# Value Iteration on Grid World

In [1]:
import sys
import os
sys.path.append(os.path.dirname(os.getcwd()))
import numpy as np
from gridworld import GridWorld,plot

In [2]:
def policy_improvement(V,Pi,env):
    """
    Update the policy given a state-value functions
    when multiple actions result in the same action_value, the p will be divided equally
    """
    
    policy_stable = True
    Pi_new = {}
    
    #for all non-terminal states
    for state in env.states:
        if state in env.end_state:
            continue
        #old action
        action = Pi[tuple(state)]
        
        #find new optimal action under current state-value function
        action_values = []
        
        #take all actions and find the largest value
        for a in range(env.action_space.n):
            env.reset(state.copy())
            next_state, reward, done, info = env.step(a)
            next_state_value = V[tuple(next_state)]
            action_values.append(reward+next_state_value)
        best_actions = np.argwhere(action_values == np.amax(action_values)).flatten()

        
        #update policy
        prob = 1/len(best_actions)
        Pi_new[tuple(state)] = [prob if i in best_actions else 0 for i in range(env.action_space.n)]
        
        if not np.array_equal(action,Pi_new[tuple(state)]):
            policy_stable = False

    return policy_stable, Pi_new

def get_max_expected_value(state,Pi,V):
    '''
    determine which action yields the highest expected value and return the value
    '''
    #pi(s)
    action_prob = Pi[tuple(state)]
    
    
    
    max_value = float('-inf')
    for action in range(len(action_prob)):
        
        env.reset(state.copy())
        next_state, reward, done, info = env.step(action)
        max_value = max(max_value,reward + V[tuple(next_state)])

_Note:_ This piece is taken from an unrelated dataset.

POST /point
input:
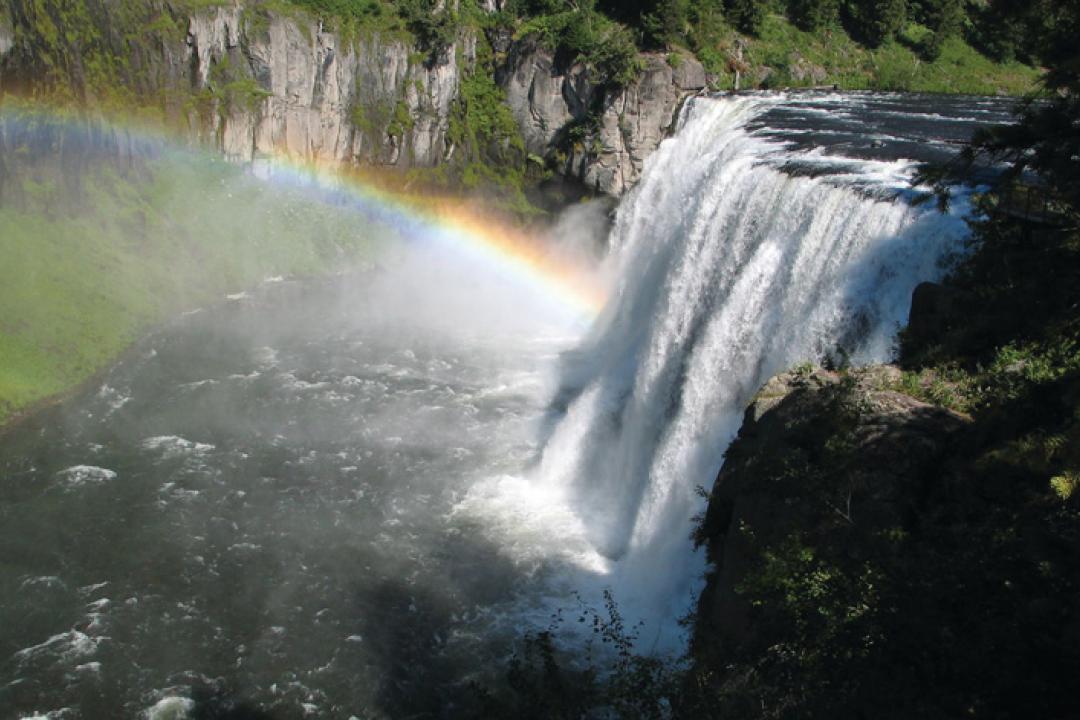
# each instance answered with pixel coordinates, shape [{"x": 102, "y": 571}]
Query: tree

    return round(max_value,1)

def value_iteration(V,Pi,env,theta = 0.1):

    while True:
        delta = 0
        for state in env.states:
            if state in env.end_state:
                continue
            old_value = V[tuple(state)]
            V[tuple(state)] = get_max_expected_value(state,Pi,V)
            delta = max(delta,abs(old_value-V[tuple(state)]))
        
        if delta < theta:
            break
    
    return V

In [3]:
size = 4
V = dict.fromkeys([(i,j) for i in range(size) for j in range(size)], 0) # values as 0
Pi = dict.fromkeys([(i,j) for i in range(size) for j in range(size) if i+j != 0 and i+j != (size-1)*2], [0.25]*size)# inital actions as UP
env = GridWorld(4)

V_final = value_iteration(V,Pi,env)
Pi_final = policy_improvement(V_final,Pi,env)

In [4]:
V_final = value_iteration(V,Pi,env)
policy_stable,Pi_final = policy_improvement(V_final,Pi,env)

In [5]:
plot(V_final,Pi_final,size)

0	|0	|-1	|-2	|
0	|-1	|-2	|-1	|
-1	|-2	|-1	|0	|
-2	|-1	|0	|0	|
-------------------------------
X	|←	|←	|←↓	|
↑	|↑←	|↑←↓→	|↓	|
↑	|↑←↓→	|↓→	|↓	|
↑→	|→	|→	|X	|